Alternatives to using robots exist, of course, and the choice of using still images, mirrors, static models, video or audio playbacks, or manipulated playbacks should be made with careful consideration of questions posed, with availability of technical expertise and financial resources also taken into consideration. Modifying living animals can be effective, as with painting wings of moths in studies of mimicry, or implanting interfaces to remotely control flight in cyborg beetles., Cybernetics has the potential to revolutionize animal behavior research by offering a novel means of controlling behavior in a standardized, repeatable way, although one drawback is that not all of the cyborg’s actions may be predictably standardized or controlled for. Controlling a cyborg’s flight direction, for example, could hypothetically result in an undesirable emission of chemicals by the cyborg, with untold behavioral consequences on sender or receiver.
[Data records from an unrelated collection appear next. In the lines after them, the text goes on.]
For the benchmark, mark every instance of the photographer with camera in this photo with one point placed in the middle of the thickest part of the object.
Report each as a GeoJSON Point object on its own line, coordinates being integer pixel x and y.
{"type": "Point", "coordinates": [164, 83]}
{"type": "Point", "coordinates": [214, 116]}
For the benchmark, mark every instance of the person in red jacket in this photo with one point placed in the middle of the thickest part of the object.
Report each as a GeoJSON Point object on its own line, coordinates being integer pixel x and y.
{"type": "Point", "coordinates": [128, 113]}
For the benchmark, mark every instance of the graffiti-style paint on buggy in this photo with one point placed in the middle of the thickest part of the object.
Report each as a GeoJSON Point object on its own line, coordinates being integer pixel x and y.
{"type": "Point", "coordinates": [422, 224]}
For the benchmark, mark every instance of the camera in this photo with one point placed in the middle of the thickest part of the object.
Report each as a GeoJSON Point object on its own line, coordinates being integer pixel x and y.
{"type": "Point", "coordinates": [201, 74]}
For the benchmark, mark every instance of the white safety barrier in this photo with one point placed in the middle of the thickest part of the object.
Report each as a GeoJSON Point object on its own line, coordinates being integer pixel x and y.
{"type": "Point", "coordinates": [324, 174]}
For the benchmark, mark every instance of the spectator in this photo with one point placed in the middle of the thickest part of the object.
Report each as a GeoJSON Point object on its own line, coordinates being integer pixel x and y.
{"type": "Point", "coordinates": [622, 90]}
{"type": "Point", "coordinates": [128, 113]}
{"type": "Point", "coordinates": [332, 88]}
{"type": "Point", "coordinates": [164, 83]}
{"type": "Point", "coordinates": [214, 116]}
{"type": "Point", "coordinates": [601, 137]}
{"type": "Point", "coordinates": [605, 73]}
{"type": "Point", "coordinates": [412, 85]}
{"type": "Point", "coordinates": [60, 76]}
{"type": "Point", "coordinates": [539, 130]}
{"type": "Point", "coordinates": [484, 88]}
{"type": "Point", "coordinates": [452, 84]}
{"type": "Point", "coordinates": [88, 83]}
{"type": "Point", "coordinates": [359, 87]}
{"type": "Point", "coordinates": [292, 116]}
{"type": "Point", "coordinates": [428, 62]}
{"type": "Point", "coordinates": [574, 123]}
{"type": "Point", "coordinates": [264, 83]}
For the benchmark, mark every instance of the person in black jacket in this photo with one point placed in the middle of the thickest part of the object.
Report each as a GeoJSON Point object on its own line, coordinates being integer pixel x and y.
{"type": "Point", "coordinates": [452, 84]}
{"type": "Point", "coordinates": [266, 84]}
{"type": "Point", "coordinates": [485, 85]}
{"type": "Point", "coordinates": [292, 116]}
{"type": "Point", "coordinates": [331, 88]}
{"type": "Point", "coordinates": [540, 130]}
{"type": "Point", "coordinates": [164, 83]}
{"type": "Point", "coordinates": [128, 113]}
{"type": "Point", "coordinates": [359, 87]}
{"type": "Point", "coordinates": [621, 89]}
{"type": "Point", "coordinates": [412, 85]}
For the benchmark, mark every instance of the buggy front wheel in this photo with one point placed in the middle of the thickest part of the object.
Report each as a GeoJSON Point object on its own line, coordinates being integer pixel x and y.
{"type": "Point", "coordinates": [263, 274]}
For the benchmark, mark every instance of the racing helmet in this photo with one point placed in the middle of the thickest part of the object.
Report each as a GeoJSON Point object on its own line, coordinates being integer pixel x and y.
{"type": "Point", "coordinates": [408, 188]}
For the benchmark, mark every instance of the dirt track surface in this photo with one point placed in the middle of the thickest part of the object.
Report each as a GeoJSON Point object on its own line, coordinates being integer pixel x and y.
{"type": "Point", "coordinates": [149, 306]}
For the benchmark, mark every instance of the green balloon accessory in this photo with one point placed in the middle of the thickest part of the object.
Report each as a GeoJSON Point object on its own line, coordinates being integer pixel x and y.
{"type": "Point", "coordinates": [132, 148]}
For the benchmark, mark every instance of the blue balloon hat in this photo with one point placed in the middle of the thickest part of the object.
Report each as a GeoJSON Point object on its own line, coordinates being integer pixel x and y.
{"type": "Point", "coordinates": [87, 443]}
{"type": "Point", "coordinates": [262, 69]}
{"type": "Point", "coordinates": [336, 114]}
A well-tested, powerful, and flexible alternative to physical model production is the use of computer-animated stimuli to stage animal interactions. Like robots, computer animations can provide dynamic visual stimuli, but unlike robots, computer animations offer the benefit of total control over movement properties and capture complex behavioral nuances that may not be feasible or possible with robots. Limitless programming aside, however, computer animations presently suffer from human sensory-biased limitations in the same ways as do videos., Whether or not technological innovations overcome limitations such as matching visual sensitivity of nonhuman animal subjects, or include 3D virtual realities that respond to an untethered subject’s motions, they will help to define the future of artifice in the study of animal behavior.

Conclusion

The relatively recent panoply of robotic animals in animal behavior studies is an effect of technological progress and is driven by questions that would otherwise demand unreasonable control over or manipulation of a living animal’s behavior. Biologists can address complicated questions related to multimodal signaling by testing real animals’ responses to robots. Robots, when appropriately constructed and used, can open avenues of experimental study, and this paper is, in part, a methodological behind-the-scenes exposé of one type of robot, with a discussion of its assets and drawbacks. More elaborate robots have been used in the service of animal behavior and far more intricate, versatile robots are doubtlessly on the way. Future discussions of the value and applicability of robotics in animal behavior should and will become more frequent as technological progress continues, and hypotheses probe what have been historically untenable realms.